“Jesus said to her, ‘I am the resurrection and the life. The one who believes in me will live, even though they die; and whoever lives by believing in me will never die. Do you believe this?’” (John 11: 25-26).

Somehow we just don’t make the same boisterous fun of Holy Week that we do of Christmas. No one plans to have a holly jolly Easter. Easter just isn’t fun in the same way Christmas is, a type of fun that could be better described as styled for children. As a child, you could count on Christmas to change a lot of stuff, especially in the toy box. Easter didn’t change anything. But when you think about the astonishing claims Christians make for Easter, that neglect seems pretty strange. No Easter, no Christianity. If Jesus didn’t rise from the dead, who cares whether he was born in a manger or a 7-Eleven? If he didn’t rise from the dead, Christmas is meaningless too.

When we grew up, we put away the childish things. We began to be concerned with bigger things, many of them difficult to comprehend: suffering, death, people living through situations so crushingly unfair. These are not things children have to think about. Easter tells us of something children can’t understand, because it addresses things they don’t yet have to know: the weariness of life, the pain, the profound loneliness and hovering fear of meaninglessness.

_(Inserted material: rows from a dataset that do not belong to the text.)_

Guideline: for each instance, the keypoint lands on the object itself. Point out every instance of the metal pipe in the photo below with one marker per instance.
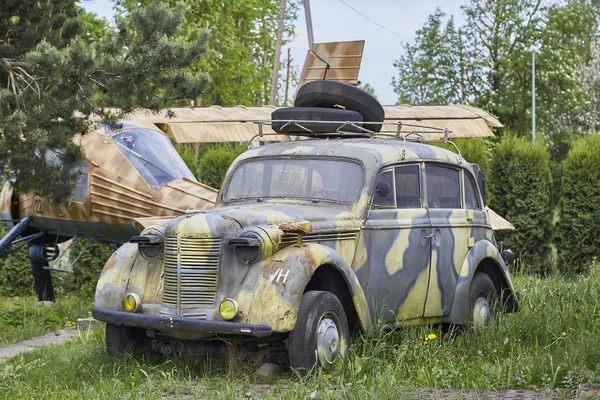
(309, 31)
(275, 76)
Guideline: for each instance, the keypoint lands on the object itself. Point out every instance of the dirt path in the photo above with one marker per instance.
(58, 337)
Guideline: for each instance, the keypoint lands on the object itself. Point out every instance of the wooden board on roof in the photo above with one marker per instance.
(235, 124)
(336, 61)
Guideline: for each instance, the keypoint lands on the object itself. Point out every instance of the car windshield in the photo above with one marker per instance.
(153, 156)
(300, 178)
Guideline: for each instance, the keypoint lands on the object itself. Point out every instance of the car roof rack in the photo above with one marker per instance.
(395, 130)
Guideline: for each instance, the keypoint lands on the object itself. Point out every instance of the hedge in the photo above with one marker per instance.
(578, 233)
(519, 189)
(215, 162)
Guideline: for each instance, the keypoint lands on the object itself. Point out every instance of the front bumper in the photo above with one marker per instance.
(176, 323)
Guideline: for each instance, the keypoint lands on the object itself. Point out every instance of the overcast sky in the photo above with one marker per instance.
(335, 21)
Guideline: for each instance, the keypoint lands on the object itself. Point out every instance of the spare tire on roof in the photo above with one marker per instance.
(315, 114)
(332, 93)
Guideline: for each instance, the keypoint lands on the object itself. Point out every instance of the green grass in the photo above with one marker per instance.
(23, 319)
(551, 343)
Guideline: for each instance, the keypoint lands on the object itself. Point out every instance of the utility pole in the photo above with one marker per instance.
(280, 27)
(287, 78)
(533, 49)
(311, 38)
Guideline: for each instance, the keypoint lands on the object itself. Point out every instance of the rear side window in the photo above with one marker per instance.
(471, 195)
(443, 187)
(384, 190)
(408, 191)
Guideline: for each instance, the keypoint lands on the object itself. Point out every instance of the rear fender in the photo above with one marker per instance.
(482, 250)
(278, 292)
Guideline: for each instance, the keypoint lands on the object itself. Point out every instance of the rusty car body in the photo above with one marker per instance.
(395, 230)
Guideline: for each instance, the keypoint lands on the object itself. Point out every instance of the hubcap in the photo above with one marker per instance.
(481, 312)
(328, 342)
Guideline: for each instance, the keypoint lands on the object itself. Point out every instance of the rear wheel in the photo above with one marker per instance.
(483, 300)
(321, 335)
(122, 339)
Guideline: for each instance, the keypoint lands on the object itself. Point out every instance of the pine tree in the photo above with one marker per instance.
(50, 92)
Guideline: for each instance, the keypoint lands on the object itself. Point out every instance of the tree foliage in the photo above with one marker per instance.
(519, 189)
(52, 91)
(488, 63)
(215, 162)
(241, 51)
(578, 236)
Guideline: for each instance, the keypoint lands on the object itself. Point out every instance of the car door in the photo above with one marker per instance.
(398, 248)
(451, 232)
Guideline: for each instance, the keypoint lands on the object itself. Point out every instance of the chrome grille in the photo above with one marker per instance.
(190, 277)
(291, 238)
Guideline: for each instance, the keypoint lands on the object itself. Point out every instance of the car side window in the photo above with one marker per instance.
(443, 187)
(408, 188)
(471, 195)
(384, 190)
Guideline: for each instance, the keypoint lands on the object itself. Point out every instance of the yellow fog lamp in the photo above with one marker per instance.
(131, 302)
(228, 309)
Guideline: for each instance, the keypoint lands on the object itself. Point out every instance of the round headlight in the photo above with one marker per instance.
(252, 249)
(131, 302)
(228, 309)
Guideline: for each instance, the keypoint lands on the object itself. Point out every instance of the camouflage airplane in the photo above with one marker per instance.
(128, 173)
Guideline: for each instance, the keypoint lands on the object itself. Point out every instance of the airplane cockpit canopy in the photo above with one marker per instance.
(152, 155)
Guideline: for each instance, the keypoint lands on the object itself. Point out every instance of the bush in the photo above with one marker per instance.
(16, 278)
(578, 236)
(83, 276)
(215, 162)
(519, 188)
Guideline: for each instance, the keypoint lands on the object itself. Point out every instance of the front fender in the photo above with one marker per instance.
(482, 250)
(127, 272)
(278, 292)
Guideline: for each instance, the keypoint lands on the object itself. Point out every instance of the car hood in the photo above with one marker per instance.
(320, 218)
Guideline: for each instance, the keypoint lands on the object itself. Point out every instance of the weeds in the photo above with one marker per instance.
(23, 318)
(551, 343)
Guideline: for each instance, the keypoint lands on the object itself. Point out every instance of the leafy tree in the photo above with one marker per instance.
(488, 63)
(433, 70)
(50, 92)
(241, 45)
(591, 84)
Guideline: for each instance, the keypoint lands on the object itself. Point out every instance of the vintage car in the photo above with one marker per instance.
(309, 242)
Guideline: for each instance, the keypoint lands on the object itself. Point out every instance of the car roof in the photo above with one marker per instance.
(373, 153)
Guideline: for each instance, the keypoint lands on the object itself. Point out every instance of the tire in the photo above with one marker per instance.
(482, 300)
(121, 340)
(315, 114)
(321, 329)
(331, 93)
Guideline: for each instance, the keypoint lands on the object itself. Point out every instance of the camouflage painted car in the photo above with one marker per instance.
(309, 242)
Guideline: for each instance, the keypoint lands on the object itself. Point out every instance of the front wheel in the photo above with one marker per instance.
(482, 300)
(122, 339)
(321, 335)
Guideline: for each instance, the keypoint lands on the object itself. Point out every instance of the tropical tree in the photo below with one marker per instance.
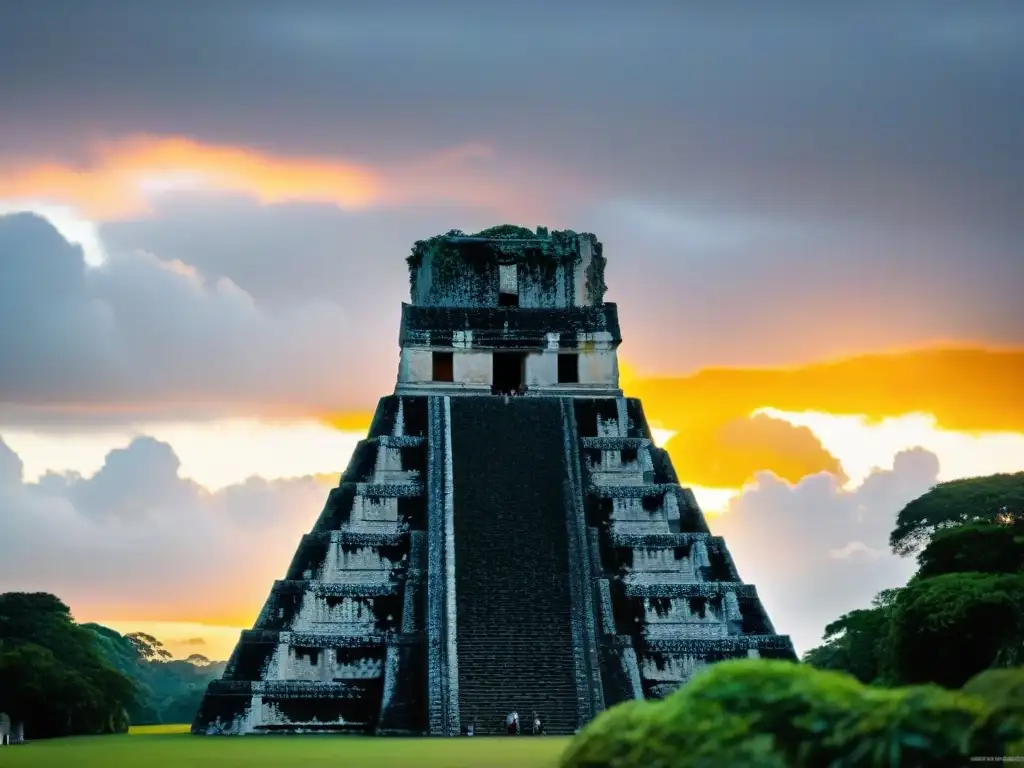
(858, 642)
(949, 628)
(995, 498)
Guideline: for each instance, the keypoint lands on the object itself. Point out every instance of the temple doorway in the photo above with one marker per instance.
(508, 372)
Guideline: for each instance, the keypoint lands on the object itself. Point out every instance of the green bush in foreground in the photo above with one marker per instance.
(764, 714)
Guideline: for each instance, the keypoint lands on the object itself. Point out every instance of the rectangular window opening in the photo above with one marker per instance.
(568, 368)
(443, 367)
(507, 372)
(508, 285)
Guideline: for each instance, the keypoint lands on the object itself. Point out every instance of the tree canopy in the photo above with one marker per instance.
(61, 678)
(995, 498)
(963, 612)
(53, 675)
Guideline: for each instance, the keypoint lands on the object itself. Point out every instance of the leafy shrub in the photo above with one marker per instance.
(766, 714)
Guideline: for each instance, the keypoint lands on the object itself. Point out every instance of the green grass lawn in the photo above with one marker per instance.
(159, 747)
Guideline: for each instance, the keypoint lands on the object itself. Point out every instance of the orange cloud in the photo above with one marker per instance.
(720, 444)
(120, 176)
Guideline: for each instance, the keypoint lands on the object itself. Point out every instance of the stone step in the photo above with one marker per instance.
(514, 643)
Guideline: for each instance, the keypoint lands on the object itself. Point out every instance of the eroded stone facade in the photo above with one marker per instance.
(594, 579)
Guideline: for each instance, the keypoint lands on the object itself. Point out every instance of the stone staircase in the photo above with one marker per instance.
(514, 639)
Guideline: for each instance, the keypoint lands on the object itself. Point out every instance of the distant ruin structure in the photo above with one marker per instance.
(507, 539)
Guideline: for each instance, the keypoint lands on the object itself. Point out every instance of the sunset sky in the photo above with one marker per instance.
(813, 217)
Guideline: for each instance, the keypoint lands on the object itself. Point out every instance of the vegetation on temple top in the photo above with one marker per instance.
(541, 256)
(61, 678)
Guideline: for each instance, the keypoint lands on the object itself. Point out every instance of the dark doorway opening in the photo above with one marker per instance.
(443, 367)
(568, 368)
(508, 372)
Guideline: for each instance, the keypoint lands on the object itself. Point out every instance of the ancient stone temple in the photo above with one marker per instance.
(507, 538)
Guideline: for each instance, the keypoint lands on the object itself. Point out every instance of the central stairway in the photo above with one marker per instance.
(511, 560)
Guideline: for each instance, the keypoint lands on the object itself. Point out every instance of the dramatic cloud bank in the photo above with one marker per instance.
(137, 540)
(815, 550)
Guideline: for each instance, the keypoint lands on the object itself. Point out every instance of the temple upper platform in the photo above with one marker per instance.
(509, 310)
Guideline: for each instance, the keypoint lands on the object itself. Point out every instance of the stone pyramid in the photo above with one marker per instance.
(507, 538)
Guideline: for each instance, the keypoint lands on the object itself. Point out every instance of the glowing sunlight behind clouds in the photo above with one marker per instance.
(214, 454)
(861, 445)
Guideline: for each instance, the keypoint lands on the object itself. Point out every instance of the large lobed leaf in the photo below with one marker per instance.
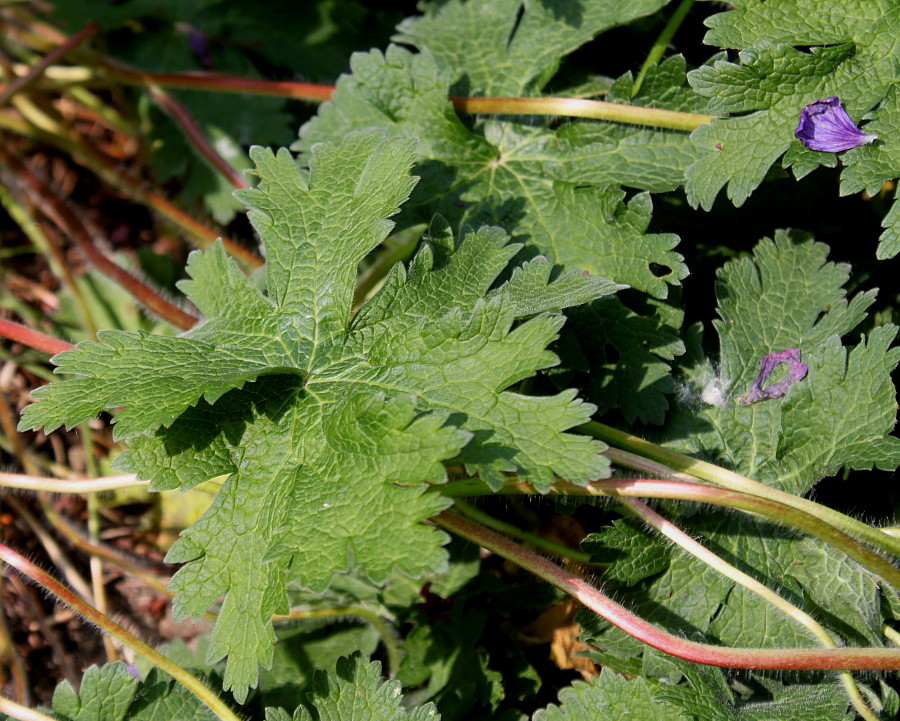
(330, 429)
(787, 295)
(556, 189)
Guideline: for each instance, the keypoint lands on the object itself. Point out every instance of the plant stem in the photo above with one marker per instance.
(32, 338)
(110, 172)
(580, 108)
(786, 659)
(676, 535)
(772, 510)
(95, 548)
(45, 62)
(22, 713)
(730, 479)
(662, 42)
(192, 683)
(196, 137)
(532, 538)
(568, 107)
(55, 485)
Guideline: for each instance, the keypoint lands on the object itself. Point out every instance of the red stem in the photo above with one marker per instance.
(32, 338)
(785, 659)
(63, 216)
(220, 82)
(45, 62)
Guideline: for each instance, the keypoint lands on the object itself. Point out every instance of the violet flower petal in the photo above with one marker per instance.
(797, 370)
(825, 125)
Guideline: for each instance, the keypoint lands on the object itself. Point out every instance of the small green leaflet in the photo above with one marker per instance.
(789, 296)
(354, 692)
(329, 427)
(853, 56)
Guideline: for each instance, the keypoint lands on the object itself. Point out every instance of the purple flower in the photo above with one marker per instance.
(825, 125)
(796, 371)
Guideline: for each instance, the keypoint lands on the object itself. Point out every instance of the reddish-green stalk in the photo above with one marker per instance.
(45, 580)
(98, 550)
(700, 552)
(567, 107)
(45, 62)
(112, 174)
(196, 137)
(68, 221)
(785, 659)
(729, 479)
(32, 338)
(774, 511)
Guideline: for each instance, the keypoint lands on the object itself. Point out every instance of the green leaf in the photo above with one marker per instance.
(161, 698)
(788, 296)
(105, 695)
(632, 553)
(705, 693)
(611, 697)
(356, 692)
(555, 189)
(853, 43)
(310, 414)
(629, 358)
(510, 47)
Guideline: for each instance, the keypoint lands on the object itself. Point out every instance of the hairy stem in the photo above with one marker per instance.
(729, 479)
(567, 107)
(676, 535)
(32, 338)
(509, 529)
(773, 511)
(189, 681)
(787, 659)
(196, 137)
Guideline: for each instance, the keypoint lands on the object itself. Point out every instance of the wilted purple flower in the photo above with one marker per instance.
(796, 371)
(825, 125)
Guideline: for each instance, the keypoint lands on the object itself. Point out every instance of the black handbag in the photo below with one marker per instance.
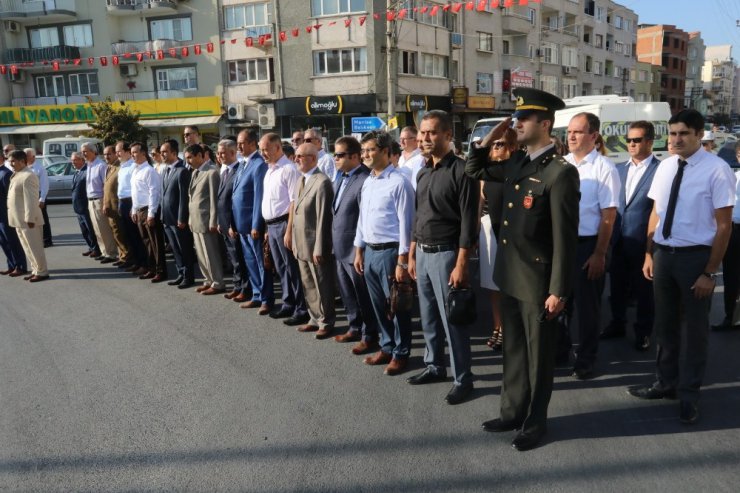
(460, 306)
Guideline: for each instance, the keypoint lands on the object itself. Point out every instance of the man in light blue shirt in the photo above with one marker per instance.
(382, 247)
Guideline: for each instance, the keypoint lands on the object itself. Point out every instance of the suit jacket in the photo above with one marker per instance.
(347, 213)
(225, 197)
(23, 200)
(633, 216)
(203, 197)
(312, 218)
(247, 198)
(110, 187)
(79, 191)
(539, 226)
(175, 186)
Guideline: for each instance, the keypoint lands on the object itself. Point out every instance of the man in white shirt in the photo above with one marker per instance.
(277, 199)
(597, 212)
(146, 194)
(326, 161)
(630, 238)
(689, 229)
(411, 160)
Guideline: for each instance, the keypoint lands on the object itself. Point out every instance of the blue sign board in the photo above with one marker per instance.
(363, 124)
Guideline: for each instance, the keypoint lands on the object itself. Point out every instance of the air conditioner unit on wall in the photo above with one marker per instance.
(235, 111)
(267, 115)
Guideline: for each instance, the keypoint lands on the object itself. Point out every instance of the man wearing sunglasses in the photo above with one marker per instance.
(630, 237)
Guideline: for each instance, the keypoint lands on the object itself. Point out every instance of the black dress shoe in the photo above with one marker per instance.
(651, 392)
(498, 425)
(458, 394)
(427, 376)
(296, 320)
(176, 282)
(527, 441)
(689, 412)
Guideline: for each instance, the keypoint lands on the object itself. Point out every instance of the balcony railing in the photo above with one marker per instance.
(36, 8)
(25, 55)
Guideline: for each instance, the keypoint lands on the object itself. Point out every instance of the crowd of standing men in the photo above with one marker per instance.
(377, 217)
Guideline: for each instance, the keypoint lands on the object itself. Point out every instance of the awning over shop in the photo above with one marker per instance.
(66, 128)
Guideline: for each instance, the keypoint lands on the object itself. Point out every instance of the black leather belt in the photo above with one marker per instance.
(692, 248)
(276, 220)
(436, 248)
(382, 246)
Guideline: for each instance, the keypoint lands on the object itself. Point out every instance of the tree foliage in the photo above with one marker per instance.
(114, 122)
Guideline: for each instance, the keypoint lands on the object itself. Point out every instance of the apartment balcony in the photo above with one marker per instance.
(51, 101)
(27, 55)
(169, 47)
(35, 10)
(141, 7)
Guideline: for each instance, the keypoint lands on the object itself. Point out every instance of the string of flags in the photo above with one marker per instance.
(263, 39)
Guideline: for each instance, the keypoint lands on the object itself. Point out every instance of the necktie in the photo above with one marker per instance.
(672, 199)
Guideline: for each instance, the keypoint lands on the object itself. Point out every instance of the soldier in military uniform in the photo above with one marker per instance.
(535, 260)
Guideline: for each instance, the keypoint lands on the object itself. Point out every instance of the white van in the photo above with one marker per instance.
(65, 146)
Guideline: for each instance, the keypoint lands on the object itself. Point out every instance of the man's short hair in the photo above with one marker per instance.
(382, 139)
(594, 124)
(350, 144)
(646, 126)
(444, 119)
(690, 118)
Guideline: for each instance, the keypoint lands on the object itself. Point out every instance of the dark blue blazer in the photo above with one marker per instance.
(633, 216)
(225, 192)
(347, 213)
(246, 202)
(79, 191)
(175, 200)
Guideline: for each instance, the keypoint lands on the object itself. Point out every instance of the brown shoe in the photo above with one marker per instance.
(364, 347)
(307, 328)
(324, 333)
(396, 366)
(379, 358)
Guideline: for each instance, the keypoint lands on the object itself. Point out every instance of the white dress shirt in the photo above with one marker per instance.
(635, 172)
(279, 188)
(146, 188)
(600, 187)
(707, 184)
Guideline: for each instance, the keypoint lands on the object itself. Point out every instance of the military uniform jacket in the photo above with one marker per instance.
(536, 252)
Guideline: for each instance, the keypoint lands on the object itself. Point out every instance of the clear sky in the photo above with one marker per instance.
(716, 19)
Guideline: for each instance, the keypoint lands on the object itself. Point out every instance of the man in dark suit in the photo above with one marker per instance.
(79, 205)
(346, 208)
(247, 223)
(175, 214)
(630, 237)
(535, 261)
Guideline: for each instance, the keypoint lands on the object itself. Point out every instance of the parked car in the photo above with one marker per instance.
(60, 174)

Yet in the midst of this desolation we find Jesus, triumphant over death and still shockingly alive, present to us in ways we cannot understand, much less explain. In Him we find vibrancy of life and a firm compassion that does not deny our suffering but transforms and illuminates it. He is life itself. Easter contains the one thing needful for every human life: the good news of the resurrection. Easter didn’t change anything? Easter changes everything!